If a function f(n) is O(g(n)) for some function g(x), it means that f(n) is bounded above by g(n) asymptotically. Basically this means that for large n values, g(n) will be bigger than f(n).
(More formally, we could say that f(n) is O(g(n)) if and only if there exists some N such that g(n)>f(n) for all n>N)
Now in your case, let f(n) = 6wn^2 - 6wn + 6w.Then f(n) is both O(n^2) and O(wn^2). This is because both are asymptotic upper bounds for f(n). In fact, f(n) is also O(n^2^2^2^2^2^2^2).
However the best answer for you to give would likely be that f(n) is O(wn^2), since that includes w, which is what the question asked for.
Note that in practice we usually remove all coefficients and unimportant powers from g(n). The reason is that you get more information about a function if you present a low upper bound as opposed to a high one. For example, if I tell you that my speedy search algorithm is O(n^(1000!)), I'm not telling you very much at all. On the other hand, if I told you it was O(n^2), I'm giving you more information - but both could be correct.
Since the question asks you to write in terms of both, the second is the answer pretended.
In general it is okay to have two variables in big-O notation, if the input size is defined by two variables and they do not depend in one another.

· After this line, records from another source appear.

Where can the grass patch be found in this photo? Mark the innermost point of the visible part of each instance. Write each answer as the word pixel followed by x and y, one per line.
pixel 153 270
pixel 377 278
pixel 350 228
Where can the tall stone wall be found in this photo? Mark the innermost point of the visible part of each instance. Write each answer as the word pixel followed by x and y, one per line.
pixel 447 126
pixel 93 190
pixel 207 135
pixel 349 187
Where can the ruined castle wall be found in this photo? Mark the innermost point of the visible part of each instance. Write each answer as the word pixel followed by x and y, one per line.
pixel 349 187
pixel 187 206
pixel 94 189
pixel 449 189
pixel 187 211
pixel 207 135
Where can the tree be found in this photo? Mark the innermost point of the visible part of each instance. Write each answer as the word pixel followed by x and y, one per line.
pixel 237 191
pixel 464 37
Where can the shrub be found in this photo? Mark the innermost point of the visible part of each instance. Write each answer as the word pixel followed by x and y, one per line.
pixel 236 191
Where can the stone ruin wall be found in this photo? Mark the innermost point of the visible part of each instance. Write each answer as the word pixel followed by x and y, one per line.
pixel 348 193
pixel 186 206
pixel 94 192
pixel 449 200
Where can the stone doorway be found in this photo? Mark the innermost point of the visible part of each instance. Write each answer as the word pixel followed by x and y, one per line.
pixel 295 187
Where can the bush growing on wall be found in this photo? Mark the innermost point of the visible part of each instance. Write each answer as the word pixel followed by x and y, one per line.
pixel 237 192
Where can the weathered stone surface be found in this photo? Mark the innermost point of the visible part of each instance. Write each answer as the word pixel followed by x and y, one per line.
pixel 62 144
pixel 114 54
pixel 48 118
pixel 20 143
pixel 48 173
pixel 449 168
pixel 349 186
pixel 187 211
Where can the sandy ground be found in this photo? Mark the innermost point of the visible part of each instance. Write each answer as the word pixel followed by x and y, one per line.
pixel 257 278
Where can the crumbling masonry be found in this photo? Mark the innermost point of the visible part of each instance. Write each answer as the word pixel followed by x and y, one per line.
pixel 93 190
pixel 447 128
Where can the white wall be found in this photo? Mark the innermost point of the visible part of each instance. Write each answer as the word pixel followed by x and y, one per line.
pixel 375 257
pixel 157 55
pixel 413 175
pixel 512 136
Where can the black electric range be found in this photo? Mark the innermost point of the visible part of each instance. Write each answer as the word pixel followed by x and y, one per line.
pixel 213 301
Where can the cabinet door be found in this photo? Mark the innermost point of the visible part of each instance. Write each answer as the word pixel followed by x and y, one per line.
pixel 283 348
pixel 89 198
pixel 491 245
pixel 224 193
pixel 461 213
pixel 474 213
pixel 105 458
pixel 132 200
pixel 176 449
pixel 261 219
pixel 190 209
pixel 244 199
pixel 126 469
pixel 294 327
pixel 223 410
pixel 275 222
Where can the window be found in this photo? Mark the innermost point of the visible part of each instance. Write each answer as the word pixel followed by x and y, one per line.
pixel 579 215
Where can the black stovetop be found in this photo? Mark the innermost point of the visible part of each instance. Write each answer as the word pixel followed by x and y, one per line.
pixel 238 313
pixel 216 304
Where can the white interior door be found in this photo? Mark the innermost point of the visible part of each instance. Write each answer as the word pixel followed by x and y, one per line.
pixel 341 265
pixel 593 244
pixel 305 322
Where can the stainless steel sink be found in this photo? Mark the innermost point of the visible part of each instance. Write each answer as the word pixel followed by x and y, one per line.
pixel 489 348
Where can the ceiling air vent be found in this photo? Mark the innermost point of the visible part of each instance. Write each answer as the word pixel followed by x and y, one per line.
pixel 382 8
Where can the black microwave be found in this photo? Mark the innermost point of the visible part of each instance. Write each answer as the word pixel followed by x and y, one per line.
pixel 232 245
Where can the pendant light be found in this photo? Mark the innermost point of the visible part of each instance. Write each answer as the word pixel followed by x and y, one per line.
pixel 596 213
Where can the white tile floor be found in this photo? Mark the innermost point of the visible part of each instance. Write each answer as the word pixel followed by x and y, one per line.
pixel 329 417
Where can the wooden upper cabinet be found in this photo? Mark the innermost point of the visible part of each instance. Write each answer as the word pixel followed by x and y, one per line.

An example of this is Dijkstra's algorithm, that has a worst case performance of O( | E | + | V | log | V | ). The size of the input graph is defined by the number of vertices (V) and the number of edges (E). The adjacency matrix representation ends up making E = V^2, so if we used Dijkstra's algorithm with an adjacency matrix (don't do it, it's a bad idea) we would convey better information with O( V^2 + | V | log | V | ), which is the same as simply O(V^2).